I started an old variety of Beetroot, called Egyptian. It’s very reliable and the leaves can be used like spinach too. In ancient times beets were cultivated in Egypt, as were Broad beans, or Faba Beans, which were a staple part of the diet. They can be sown now . I have Red Seeded Peruvian broad beans which are a compact bushy plant , less susceptible to wind damage. The pods and seeds are smaller than the common varieties, but this means less tough skins on the seeds and a sweeter flavour.
This is the time to start onions, and garlic of all varieties as they do well over winter and can be harvested in spring. I grow easy varieties, such as the Russian Garlic, which is really a Leek which makes giant cloves and tall stems with big purple flowers which are very ornamental. and the very old Walking Onions which go by many names, and develop into a clump of bunching onions like French Shallots.
Many flowers for spring can be sown now; Peony and Flanders Poppies, Honesty, Hollyhocks and Calendulas.
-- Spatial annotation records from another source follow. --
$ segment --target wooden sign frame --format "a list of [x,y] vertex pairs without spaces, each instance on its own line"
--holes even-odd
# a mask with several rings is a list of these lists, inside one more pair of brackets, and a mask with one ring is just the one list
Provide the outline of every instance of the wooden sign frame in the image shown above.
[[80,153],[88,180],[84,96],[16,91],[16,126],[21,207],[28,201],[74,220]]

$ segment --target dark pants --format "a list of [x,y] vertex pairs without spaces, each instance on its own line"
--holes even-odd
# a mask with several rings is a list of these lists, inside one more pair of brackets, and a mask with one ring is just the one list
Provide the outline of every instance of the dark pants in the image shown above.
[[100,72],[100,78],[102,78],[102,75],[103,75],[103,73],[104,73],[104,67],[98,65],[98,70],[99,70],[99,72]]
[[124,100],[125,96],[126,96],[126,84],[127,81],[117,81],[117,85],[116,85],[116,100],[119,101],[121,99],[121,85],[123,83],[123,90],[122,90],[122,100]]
Away from the humidity of the coast, they are free of rust and mildew. Californian Poppies which also come from an arid climate, do very well, and like the Calendulas, will naturalise. Similarly, the Australian Paper Daisies, Helichrysums, can be sown now for a late winter flowering.
Yesterday I went to the nursery in Dimboola and bought a small tree and some ground cover plants. Amazingly, it rained in the afternoon about 5mm, and now it is misty rain this morning. I don’t think the rain was forecast but very welcome all the same.
I have 15 birds now and a few too many. My friend Trenton who lives over in Maldon also raises ducks. From time to time we replenish each other’s stock, so I’ll have to take some over to him in the next couple of months.
Sir Francis has his matrimonial feathers now. It is sad that duck hunting season starts again here soon. At least it is banned in other states.